Chapter 12

Ricky and I both stood still, keeping our eyes locked on the brown-haired woman as she conferred with the dairy employees. The choking woman, Rose, seemed to be on the road to recovery, shakily sipping from a glass of water.

I didn’t know why, but I felt the need to whisper to Ricky, leaning sideways into him and hissing, “What do we do?”

“Come around to my side of the table and sit by me so we can both keep eyes on her,” he said in a low voice. We both sank slowly into our chairs, not daring to look away and lose track of her.

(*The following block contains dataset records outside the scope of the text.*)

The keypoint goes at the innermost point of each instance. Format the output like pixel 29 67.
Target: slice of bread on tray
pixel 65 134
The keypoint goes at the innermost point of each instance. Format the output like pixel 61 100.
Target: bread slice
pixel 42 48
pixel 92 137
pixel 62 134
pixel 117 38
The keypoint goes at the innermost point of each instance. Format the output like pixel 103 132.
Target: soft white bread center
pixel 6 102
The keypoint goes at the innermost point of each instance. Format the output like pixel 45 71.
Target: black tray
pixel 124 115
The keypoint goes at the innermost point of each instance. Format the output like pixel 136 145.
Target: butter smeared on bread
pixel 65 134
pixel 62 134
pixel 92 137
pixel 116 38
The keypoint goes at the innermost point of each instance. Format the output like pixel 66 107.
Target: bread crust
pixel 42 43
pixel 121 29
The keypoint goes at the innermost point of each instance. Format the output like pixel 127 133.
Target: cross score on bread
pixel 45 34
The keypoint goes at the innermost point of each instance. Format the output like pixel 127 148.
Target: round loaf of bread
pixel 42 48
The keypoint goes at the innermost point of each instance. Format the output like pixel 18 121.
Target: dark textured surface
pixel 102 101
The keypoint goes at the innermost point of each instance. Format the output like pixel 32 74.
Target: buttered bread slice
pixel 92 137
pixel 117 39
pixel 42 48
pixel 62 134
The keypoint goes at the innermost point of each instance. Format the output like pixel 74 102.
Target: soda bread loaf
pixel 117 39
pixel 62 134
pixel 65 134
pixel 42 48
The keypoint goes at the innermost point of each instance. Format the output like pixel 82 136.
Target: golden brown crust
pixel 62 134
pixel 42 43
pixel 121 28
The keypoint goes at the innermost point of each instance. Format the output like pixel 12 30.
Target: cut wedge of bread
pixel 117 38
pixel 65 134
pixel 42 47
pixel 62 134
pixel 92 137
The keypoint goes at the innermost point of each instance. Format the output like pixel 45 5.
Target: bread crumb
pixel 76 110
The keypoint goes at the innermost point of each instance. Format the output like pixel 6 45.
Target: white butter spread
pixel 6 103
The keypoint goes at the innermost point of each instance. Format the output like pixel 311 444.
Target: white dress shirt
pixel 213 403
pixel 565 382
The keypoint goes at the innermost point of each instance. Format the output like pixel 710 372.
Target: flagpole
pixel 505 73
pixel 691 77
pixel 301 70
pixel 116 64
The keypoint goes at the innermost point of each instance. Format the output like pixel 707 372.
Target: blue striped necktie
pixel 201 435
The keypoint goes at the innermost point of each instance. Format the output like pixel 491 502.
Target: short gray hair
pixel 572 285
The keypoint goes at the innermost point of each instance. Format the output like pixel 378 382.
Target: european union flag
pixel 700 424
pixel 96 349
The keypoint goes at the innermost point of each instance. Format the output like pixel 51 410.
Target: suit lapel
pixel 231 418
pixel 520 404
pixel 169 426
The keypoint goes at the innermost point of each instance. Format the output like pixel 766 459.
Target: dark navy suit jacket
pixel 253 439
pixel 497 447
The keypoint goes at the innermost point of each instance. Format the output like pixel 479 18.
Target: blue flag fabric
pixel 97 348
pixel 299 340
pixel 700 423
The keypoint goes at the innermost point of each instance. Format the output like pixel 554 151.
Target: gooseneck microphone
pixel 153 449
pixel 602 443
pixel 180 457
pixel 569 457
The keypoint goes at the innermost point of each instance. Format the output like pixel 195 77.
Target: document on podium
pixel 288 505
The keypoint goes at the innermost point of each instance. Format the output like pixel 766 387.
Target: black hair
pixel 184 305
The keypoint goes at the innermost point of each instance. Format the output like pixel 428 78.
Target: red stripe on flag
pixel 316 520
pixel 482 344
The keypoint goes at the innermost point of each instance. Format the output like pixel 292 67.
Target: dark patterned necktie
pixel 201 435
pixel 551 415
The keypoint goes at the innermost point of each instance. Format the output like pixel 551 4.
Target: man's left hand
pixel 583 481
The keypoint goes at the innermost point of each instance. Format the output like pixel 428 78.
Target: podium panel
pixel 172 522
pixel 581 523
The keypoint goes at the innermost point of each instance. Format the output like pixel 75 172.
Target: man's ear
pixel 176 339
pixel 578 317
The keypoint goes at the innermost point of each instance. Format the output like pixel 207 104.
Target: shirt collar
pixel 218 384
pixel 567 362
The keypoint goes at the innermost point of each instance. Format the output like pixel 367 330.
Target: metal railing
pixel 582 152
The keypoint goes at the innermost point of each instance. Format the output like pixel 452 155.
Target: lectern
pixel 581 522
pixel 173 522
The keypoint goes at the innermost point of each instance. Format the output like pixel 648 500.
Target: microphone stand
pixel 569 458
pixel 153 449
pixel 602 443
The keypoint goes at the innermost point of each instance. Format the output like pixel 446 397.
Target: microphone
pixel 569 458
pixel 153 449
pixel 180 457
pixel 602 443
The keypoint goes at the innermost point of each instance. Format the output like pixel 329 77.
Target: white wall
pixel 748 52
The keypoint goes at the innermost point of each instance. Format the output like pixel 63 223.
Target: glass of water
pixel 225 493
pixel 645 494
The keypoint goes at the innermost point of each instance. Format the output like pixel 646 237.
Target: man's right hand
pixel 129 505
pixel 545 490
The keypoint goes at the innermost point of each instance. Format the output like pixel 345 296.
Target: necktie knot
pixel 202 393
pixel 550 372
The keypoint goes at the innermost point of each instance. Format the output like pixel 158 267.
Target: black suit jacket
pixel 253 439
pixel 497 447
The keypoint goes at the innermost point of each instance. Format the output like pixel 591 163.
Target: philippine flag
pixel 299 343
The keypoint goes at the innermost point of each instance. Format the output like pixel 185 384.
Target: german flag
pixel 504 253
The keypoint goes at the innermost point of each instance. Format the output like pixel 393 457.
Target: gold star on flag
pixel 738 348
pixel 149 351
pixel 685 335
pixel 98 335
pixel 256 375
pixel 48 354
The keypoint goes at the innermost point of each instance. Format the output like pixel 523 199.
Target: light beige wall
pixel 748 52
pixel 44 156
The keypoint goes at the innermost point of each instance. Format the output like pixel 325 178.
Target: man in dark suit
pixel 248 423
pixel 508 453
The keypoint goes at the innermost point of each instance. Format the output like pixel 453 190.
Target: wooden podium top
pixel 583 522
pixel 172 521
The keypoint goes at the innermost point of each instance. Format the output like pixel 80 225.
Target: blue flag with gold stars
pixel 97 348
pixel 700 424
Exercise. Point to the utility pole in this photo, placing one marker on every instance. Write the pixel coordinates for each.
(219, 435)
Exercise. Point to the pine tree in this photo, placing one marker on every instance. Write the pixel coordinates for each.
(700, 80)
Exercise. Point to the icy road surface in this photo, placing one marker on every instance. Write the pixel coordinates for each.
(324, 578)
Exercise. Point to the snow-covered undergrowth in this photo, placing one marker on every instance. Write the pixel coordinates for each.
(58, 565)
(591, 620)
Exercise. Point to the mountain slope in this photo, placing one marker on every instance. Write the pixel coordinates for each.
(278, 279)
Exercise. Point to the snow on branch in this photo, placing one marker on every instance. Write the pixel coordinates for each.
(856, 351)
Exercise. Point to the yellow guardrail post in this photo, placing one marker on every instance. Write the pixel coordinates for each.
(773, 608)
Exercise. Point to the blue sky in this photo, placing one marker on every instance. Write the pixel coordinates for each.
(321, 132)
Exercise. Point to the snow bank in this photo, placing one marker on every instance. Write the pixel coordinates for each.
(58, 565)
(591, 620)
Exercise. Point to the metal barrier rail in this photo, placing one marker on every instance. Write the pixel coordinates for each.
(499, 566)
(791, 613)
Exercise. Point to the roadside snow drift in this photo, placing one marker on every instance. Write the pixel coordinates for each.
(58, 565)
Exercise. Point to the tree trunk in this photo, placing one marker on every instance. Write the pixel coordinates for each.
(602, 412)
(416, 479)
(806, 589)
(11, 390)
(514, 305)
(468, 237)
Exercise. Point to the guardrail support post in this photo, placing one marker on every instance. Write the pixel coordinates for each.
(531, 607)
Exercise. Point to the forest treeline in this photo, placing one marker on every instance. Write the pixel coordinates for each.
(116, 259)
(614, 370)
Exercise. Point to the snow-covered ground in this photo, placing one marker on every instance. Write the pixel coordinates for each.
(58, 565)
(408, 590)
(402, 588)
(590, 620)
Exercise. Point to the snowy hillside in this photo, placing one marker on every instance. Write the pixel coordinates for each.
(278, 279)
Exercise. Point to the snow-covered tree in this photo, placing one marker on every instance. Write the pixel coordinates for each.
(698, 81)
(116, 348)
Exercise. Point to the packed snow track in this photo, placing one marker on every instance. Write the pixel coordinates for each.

The woman finished her conversation with the dairy staff, then gave Rose a friendly pat on the shoulder and a few words of goodbye as she turned to go back to her own seat at an adjoining table.

She appeared to be alone as she dug back into her salad contentedly.

After a moment, she pulled her phone out of her pocket and began scrolling idly while she ate.

Ricky and I kept our gazes fixed firmly on her. I didn’t know about Ricky, but my heart was racing a little, which seemed like an awfully silly reaction to watching a woman sitting alone eating her lunch.

“We’ve got to find out who she is,” Ricky said with an urgency that belied the woman’s placid chewing.

“Right,” I said. “How do we do that?”

“We tail her,” Ricky said, “until … um, until … until she goes somewhere we can get someone who knows her to identify her.”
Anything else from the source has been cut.